Monday, July 12, 2010

Mick and the boys bring heat



MUSIC


Who: Mick Hadley & The Atomic Boogie Band
• What: Free Sunday Sessions
• Where: The Tempo Hotel - 388 Brunswick Street, Fortitude Valley
• When: Sunday, July 11 & 25 from 2pm
• Cost: Free admission

• Who: Asa & Friends
• What: Asa Broomhall Band and special musical guests
• Where: Stage Door @ The Tempo Hotel (formerly Dooley’s Hotel)
• When: Saturday July 3, 10, 24 & 31 from 8PM
• Admission: $10

Throughout Mick Hadley’s career in music, one thing has stood out, stagecraft. From his early work in The Purple Hearts, the seminal Brisbane band The Coloured Balls through The Last Shout, The Shakers, The Midnight Blues Band and now with The Atomic Boogie Band, Mick is known as a master on stage.

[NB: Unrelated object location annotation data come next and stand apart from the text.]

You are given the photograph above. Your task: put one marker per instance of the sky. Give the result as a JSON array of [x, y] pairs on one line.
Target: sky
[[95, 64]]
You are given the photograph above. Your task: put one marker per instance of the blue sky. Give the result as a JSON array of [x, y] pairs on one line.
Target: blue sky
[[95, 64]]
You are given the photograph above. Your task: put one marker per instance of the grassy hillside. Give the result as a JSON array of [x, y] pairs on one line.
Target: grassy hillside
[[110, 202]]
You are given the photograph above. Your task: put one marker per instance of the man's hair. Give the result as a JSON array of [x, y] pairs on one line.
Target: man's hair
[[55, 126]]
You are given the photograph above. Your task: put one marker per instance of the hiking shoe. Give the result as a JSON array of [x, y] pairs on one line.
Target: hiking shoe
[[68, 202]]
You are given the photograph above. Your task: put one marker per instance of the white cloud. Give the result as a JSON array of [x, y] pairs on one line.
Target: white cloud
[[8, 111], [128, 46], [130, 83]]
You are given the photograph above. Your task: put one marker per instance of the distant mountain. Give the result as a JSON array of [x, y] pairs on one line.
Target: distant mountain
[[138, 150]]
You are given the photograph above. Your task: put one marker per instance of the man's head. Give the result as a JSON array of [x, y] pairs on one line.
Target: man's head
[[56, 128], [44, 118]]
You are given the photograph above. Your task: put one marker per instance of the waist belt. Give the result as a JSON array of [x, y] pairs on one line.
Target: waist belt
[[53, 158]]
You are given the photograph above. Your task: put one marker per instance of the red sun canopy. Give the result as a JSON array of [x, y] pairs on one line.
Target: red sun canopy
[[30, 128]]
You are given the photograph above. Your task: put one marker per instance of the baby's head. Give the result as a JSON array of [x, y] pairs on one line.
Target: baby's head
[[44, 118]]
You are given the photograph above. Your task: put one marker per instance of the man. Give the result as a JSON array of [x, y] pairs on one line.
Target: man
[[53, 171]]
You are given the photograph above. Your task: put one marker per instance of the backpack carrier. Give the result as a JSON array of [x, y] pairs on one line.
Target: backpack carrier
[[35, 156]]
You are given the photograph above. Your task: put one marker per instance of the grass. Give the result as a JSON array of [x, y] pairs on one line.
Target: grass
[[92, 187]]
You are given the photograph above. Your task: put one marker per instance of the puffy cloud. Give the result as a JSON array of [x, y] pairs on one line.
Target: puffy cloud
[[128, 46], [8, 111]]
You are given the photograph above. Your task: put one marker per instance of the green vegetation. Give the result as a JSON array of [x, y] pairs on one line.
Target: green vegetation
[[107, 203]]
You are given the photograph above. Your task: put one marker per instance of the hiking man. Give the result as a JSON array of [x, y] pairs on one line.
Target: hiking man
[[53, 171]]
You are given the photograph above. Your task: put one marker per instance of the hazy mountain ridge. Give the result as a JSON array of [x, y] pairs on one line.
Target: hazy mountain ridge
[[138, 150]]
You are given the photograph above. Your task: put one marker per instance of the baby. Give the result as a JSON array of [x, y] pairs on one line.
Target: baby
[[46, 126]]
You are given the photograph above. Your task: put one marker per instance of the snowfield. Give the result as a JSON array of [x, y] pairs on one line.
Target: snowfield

His energy and vibrant stage persona has left many an audience member overwhelmed. Now stepping out of semi-retirement, Hadley (pictured) will be playing a set of special reunion shows in July at The Tempo Hotel in Fortitude Valley.
The Tempo Hotel (formerly known as Dooley’s Hotel) is the place to be on Sundays for their free Sunday sessions and who better to jump start things off than Mick and his Atomic Boogie Band. Then there’s Asa & Friends, when the Asa Broomhall band and their special guests will provide a rare chance to see a musician’s musician play a series of casual shows with some close musical friends.
It’s coming to Stage Door @ The Tempo Hotel (formerly Dooley’s Hotel) in Fortitude Valley over four dates in July. Asa and his band will open each night with their exuberant take on roots, rock and blues and then the night’s guest will play full sets with their own band before the night ends with some surprising collaborative efforts.


Opera the new black?


The press release shouts that “opera & ballet is the new black’. That bit of nonsense doesn’t deserve to score any coverage, but your reporter is, as the editor of this journal noted when he forwarded the message, “an old opera buff”, so here goes.

What’s happening is that the move to make high definition, high quality sound live transmissions of opera, ballet, theatre and (inevitably if not already) classical concerts to cinemas around the world is growing. The houses concerned, several of the world’s best, send recordings to those of us for whom that is not practical (e.g. because of time differential).
We have seen several seasons of pioneering productions from New York’s Metropolitan Opera and very satisfying they have been. More recently several series from European houses have graced local screens. Right now we are in the midst of an interesting mixed series showing at the Palace Barracks.
The Royal Opera (Covent Garden) production of Verdi’s Don Carlo runs July 23, 24, 25 and 28; Royal Ballet Liszt’s Mayerling August 13-18; Royal Ballet Henze’s Ondine; September 3-8; and the Globe Theatre Shakespeare’s Love’s Labours Lost September 17 to 22. The next Met series of 11 operas starts, neatly enough, in mid October and runs roughly monthly until mid May, in cinemas around the world. Here they will be at Centro and Portside, which are also showing a winter season repeating some of the past season’s highlights: Verdi's Aida (July 18 and 22), Offenbach's The Tales of Hoffman, Strauss's Der Rosenkavalier, and Bizet's Carmen.
The new New York dates (we come in usually some days, perhaps even two weeks , later) are: October 9, Wagner’s Das Rheingold conducted by James Levine; October 23, Mussorgsky’s Boris Godunov (Valery Gergiev); November 13 Donizetti’s Don Pasquale (James Levine); December 11,Verdi’s Don Carlo (Yannick Nézet-Séguin); January 8, Puccini’s La Fanciulla Del West (Nicola Luisotti); February 26, Gluck’s Iphigénie en Tauride (Patrick Summers); March 19, Donizetti’s Lucia di Lammermoor (Patrick Summers); April 9, Rossini’s Le Comte Ory (Maurizio Benini); April 23, Strauss’s Capriccio (Andrew Davis); April 30, Verdi’s Il Trovatore (James Levine); May 14, Wagner’s Die Walküre (James Levine).
This is magic stuff. We are very lucky.